The combination between a coarse grained representation of a protein structure (e.g. ENM) and Normal Mode Analysis (NMA) is ever increasingly used to study the collective dynamics of complex systems. ENM-NMA is a coarse grained normal mode analysis technique able to describe the vibrational dynamics of protein systems around an energy minimum. With this technique, each protein/nucleic acid structure is described by a reduced subset of atoms corresponding to the Cα-atoms, for standard amino acids, and the atom nearest to the geometric center for all other molecules.

The interactions between particle pairs are given by a single term Hookean harmonic potential.
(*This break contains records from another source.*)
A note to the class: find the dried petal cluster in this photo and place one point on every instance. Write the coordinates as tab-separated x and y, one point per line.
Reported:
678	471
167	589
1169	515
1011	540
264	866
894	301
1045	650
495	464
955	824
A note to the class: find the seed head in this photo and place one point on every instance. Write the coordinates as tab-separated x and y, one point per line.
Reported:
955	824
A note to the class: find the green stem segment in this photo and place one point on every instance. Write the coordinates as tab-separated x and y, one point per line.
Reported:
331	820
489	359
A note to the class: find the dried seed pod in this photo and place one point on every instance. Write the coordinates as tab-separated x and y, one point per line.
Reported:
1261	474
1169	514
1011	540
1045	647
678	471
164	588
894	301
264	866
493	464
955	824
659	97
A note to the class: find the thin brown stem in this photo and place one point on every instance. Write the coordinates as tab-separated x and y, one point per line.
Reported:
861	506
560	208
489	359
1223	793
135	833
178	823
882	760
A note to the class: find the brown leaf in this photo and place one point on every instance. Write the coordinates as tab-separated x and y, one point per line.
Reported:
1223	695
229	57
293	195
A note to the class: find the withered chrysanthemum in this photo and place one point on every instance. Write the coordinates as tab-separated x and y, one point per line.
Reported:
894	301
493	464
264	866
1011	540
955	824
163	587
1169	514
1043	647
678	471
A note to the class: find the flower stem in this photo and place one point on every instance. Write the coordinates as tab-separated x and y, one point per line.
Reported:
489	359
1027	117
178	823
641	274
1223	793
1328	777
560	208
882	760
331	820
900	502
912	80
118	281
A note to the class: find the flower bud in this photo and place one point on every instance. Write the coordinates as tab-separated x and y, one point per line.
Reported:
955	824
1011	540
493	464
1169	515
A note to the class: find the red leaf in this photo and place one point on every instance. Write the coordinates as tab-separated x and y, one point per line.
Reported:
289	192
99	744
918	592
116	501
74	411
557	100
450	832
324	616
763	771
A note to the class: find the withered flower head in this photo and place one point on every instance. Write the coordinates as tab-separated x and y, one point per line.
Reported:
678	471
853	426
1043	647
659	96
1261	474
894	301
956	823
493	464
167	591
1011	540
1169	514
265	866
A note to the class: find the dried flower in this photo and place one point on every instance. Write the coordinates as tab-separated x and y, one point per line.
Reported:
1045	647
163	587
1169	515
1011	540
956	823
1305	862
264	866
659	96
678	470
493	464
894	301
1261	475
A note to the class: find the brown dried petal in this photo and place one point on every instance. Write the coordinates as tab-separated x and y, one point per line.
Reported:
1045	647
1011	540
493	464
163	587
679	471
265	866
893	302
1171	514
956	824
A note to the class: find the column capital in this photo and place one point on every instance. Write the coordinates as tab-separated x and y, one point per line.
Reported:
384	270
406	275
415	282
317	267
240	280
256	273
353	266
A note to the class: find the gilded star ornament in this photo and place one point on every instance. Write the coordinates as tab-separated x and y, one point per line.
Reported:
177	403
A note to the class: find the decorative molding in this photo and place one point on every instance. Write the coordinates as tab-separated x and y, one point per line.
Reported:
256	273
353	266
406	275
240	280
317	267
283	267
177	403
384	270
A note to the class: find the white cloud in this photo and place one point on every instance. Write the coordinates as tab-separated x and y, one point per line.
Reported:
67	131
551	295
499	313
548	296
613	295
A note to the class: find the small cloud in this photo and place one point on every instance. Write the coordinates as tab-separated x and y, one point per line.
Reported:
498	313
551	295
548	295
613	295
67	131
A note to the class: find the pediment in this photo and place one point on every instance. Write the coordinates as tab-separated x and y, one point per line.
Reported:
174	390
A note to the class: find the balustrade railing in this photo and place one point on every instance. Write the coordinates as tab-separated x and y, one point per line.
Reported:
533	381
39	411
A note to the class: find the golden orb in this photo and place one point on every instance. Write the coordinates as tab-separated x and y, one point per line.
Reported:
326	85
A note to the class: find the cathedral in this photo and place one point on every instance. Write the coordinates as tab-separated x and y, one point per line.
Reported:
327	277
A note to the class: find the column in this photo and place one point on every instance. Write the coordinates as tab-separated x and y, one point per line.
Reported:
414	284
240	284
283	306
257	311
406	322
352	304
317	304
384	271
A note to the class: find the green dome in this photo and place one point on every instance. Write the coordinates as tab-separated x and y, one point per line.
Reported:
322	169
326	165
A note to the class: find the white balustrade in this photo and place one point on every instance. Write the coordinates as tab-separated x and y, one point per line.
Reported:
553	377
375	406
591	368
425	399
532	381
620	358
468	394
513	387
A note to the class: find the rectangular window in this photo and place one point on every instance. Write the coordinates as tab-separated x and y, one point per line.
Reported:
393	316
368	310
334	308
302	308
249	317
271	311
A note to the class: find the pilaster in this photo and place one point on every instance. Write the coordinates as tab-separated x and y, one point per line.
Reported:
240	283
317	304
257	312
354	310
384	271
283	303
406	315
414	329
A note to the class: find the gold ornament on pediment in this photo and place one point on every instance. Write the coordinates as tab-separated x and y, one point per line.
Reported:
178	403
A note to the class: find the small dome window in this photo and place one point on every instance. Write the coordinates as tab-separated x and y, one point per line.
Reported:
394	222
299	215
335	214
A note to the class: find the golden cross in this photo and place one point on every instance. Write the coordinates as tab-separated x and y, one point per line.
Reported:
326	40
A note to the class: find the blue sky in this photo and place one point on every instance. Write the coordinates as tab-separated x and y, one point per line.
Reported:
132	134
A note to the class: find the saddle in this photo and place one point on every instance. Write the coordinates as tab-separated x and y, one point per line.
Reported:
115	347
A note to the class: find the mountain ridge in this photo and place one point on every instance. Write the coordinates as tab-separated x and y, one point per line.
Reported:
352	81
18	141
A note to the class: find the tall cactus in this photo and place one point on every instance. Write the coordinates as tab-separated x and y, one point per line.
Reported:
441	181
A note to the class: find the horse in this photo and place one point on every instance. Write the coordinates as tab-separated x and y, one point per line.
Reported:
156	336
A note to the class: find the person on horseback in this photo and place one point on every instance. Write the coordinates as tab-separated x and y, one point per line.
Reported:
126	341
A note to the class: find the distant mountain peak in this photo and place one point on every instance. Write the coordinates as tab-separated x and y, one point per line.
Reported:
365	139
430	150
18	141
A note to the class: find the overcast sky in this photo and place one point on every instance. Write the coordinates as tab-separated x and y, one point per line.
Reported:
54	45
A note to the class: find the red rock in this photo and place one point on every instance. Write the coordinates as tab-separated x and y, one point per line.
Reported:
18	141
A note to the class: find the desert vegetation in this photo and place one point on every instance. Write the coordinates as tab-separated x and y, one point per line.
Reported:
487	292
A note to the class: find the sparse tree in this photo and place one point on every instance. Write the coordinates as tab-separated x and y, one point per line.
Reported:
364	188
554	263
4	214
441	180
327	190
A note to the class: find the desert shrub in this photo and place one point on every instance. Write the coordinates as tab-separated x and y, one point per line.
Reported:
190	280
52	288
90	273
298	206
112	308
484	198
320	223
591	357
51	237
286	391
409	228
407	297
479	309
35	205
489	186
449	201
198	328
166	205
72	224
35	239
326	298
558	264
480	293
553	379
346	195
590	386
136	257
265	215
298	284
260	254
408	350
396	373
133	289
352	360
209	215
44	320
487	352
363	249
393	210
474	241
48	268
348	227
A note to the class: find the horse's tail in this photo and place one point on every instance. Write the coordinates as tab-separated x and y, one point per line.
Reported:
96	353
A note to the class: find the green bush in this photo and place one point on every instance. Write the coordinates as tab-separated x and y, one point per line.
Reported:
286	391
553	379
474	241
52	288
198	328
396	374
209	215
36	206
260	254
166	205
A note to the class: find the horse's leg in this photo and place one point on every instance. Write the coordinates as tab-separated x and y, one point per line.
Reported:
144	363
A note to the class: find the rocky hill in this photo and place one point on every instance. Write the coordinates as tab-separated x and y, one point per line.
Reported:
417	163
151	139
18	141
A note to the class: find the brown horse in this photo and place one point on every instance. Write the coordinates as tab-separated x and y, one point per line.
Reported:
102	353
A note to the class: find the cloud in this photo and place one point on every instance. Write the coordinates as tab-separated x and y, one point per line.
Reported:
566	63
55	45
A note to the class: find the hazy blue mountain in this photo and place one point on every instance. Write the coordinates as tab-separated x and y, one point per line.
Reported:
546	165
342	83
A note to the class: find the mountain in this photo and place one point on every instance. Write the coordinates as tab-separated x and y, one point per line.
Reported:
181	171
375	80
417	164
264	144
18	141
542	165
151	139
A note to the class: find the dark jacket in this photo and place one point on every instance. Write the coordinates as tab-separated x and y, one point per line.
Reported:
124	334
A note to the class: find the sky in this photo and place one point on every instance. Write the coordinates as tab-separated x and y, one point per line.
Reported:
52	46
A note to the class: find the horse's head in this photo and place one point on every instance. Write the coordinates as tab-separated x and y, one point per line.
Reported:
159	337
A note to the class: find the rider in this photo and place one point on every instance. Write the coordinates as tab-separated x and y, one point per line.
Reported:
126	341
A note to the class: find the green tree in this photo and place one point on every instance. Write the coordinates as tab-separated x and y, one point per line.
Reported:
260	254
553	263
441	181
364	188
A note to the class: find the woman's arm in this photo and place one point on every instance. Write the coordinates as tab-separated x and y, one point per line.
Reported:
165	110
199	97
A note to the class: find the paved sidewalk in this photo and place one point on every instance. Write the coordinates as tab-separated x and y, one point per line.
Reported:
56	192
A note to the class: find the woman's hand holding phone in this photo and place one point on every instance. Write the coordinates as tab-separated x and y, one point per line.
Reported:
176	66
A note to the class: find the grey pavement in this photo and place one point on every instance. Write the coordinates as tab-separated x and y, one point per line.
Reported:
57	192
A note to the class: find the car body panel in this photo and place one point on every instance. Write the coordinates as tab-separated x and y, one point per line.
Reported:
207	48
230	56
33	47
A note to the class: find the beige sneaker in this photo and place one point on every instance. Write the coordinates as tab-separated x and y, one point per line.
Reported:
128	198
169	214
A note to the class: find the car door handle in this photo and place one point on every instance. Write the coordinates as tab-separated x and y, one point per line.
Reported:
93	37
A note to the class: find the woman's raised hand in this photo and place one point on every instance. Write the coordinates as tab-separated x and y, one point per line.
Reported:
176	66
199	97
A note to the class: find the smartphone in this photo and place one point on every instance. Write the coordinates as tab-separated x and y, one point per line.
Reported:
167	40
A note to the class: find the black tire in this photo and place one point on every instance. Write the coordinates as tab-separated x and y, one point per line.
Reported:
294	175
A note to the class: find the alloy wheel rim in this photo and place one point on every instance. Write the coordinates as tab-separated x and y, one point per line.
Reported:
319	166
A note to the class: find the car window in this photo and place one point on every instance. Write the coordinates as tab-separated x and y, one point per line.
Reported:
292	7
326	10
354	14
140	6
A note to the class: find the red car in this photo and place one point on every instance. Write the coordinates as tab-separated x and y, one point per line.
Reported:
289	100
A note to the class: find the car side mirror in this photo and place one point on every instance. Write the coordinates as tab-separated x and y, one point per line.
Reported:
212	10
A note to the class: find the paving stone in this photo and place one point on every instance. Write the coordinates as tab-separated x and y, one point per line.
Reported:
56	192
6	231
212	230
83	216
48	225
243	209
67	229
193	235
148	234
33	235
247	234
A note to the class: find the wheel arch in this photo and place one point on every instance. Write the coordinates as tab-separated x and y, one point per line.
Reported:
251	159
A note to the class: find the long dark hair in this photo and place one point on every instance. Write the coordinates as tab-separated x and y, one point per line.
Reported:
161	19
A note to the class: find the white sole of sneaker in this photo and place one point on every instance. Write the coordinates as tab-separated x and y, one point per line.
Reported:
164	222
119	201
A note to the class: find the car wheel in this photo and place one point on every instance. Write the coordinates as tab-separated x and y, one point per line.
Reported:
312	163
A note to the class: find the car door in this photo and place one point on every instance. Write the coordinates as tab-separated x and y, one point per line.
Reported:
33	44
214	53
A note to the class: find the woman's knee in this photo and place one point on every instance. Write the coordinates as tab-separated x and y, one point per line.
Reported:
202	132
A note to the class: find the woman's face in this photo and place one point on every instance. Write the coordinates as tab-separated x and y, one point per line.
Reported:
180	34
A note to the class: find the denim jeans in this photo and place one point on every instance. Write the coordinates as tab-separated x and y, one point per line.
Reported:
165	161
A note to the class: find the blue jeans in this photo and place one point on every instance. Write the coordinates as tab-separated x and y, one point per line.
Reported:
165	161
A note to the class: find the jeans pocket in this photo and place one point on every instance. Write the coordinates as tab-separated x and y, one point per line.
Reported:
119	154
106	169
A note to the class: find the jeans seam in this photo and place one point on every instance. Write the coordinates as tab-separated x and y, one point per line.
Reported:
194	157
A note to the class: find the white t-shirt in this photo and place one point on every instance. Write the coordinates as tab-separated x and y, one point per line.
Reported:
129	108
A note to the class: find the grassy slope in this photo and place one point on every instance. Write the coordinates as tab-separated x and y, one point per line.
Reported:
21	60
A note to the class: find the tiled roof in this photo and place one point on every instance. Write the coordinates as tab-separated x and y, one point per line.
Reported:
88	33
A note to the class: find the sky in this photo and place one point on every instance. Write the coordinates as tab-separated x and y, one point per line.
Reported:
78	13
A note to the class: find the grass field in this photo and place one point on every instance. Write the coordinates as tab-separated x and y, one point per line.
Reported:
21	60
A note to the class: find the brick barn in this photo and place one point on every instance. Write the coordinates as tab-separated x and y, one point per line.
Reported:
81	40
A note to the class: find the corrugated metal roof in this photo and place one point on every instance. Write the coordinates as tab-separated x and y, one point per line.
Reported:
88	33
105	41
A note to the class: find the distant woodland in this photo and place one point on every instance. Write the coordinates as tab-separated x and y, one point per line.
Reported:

The total energy of the system is thus described by the simple Hamiltonian:

$$\sum _{i\ne j}{k}_{\mathrm{ij}}{\left(d_{\mathrm{ij}}-d_{\mathrm{ij}}^0\right)}^2$$

(2)

where d_ij and d_ij⁰ are the instantaneous and equilibrium distances between particle i and j, respectively, whereas k_ij is a force constant, defined as:

$$k_{\mathrm{ij}}=C{\left(\frac{d_{\mathrm{ij}}}{d_{\mathrm{ij}}^0}\right)}^6$$

(3)

where C is constant (with a default value of 40 Kcal/mol ·Å²).
The cross-correlations of motions for path filtering are obtained from the covariance matrix C [17]:

$$C_{\mathrm{ij}}=\frac{\frac{\sum _{l=1}^M{\nu }_{\mathrm{il}}{\nu }_{\mathrm{jl}}}{{\lambda }_l}}{\sqrt[]{\frac{\sum _{m=1}^M{\nu }_{\mathrm{im}}{\nu }_{\mathrm{jm}}}{{\lambda }_m}}\sqrt[]{\frac{\sum _{n=1}^M{\nu }_{\mathrm{in}}{\nu }_{\mathrm{jn}}}{{\lambda }_n}}}$$

(4)

where C_ij denotes the correlation between particles i and j, M is the number of modes considered for computation (the first 10 non-zero frequency modes), ν_xy and λ_y are, respectively, the x^th element and the associated eigenvalue of the y^th mode.

All ENM-NMA calculations are performed by means of the latest realease of our Wordom software [18]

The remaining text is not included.